All it takes is a couple of hundred Active Denial Systems positioned along the border. No one in there right minds is going to stay in the beam. Probably the whole thing would cost less than a billion bucks...they are already used in the sandbox.

http://www.globalsecurity.org/
military/systems/
ground/v-mads.htm

vmijpp said...

actually, what they say is, "it's not an event, it's an *environment*". and it would be a catastrophe.

True_Texan said...

What freaks me out the most about this right now is, there have been 2 reported cases in my tiny Texas town. The only 2 in the country so far.(From what I've read online to this point.) On the bright side of things, the 2 high school students that had it, got over it without any major difficulties. No death, no major affects. Hopefully it is just Mexico's crappy health care and sanitation standards that are causing the deaths from this unknown strain.

Anonymous said...

I find this sceanario remote. In an worst case the U.S. health care system would be overwhelmed as well so there would be no incentive for a mass migration north for medical care.

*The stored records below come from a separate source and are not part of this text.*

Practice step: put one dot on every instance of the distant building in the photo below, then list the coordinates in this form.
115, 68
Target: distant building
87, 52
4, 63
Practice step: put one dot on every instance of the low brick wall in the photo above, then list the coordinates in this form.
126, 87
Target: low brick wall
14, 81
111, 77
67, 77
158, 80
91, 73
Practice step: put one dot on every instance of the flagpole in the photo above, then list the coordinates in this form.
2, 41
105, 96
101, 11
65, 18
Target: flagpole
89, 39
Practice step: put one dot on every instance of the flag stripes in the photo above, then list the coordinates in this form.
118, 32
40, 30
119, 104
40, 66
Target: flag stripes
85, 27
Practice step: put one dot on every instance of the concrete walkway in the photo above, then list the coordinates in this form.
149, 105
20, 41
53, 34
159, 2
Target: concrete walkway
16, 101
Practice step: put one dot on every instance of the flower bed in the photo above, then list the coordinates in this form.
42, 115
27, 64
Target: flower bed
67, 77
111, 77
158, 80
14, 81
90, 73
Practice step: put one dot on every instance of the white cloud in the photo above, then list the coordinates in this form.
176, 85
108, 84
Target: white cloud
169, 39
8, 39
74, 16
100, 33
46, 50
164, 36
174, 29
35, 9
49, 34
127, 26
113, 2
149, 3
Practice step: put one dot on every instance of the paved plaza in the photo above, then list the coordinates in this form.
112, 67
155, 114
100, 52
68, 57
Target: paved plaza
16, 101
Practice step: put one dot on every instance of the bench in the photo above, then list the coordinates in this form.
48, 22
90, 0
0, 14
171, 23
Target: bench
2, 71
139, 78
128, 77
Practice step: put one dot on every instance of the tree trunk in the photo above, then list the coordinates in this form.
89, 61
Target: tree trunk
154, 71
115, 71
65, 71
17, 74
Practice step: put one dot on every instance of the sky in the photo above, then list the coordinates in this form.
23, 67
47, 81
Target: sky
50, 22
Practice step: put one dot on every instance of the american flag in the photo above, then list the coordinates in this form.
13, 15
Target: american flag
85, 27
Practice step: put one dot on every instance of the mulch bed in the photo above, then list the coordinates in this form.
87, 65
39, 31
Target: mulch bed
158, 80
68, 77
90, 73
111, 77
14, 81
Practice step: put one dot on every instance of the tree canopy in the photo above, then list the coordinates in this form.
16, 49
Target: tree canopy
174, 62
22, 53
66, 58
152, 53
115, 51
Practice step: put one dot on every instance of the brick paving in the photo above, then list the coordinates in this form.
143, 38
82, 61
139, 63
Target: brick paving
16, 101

Pyshcological factors would come into play too. Some people (a majority?) would not want to abandon sick friends and relatives.

Anonymous said...

I live about twenty miles north of the Mexican border. Work about 10 miles north. Thousands of Mexican workers cross every day to work in the US. They work in the food industry, hotels, restaurants, medical offices, etc. Lots of tourists in this area. Many people go to Mex to get dental work done. I’m sure there is no chance of the virus crossing the border and spreading

Anonymous said...

If it kills off 12 million or so I know where they can get replacements...they're even Mexican citizens!

Anonymous said...

cNumerous virologists have stated that this H1N1 version of “swine flu” virus is NOT naturally occuring. The chance that a combination of human, swine and bird flu viruses combining naturally is infinitesimally minute - more than likely, if they even did combine into a new strain, it would mutate itself into a form that is harmless. These virologists have also stated that if people die in the US from this flu strain, then we will know for a fact that it was intentionally staged.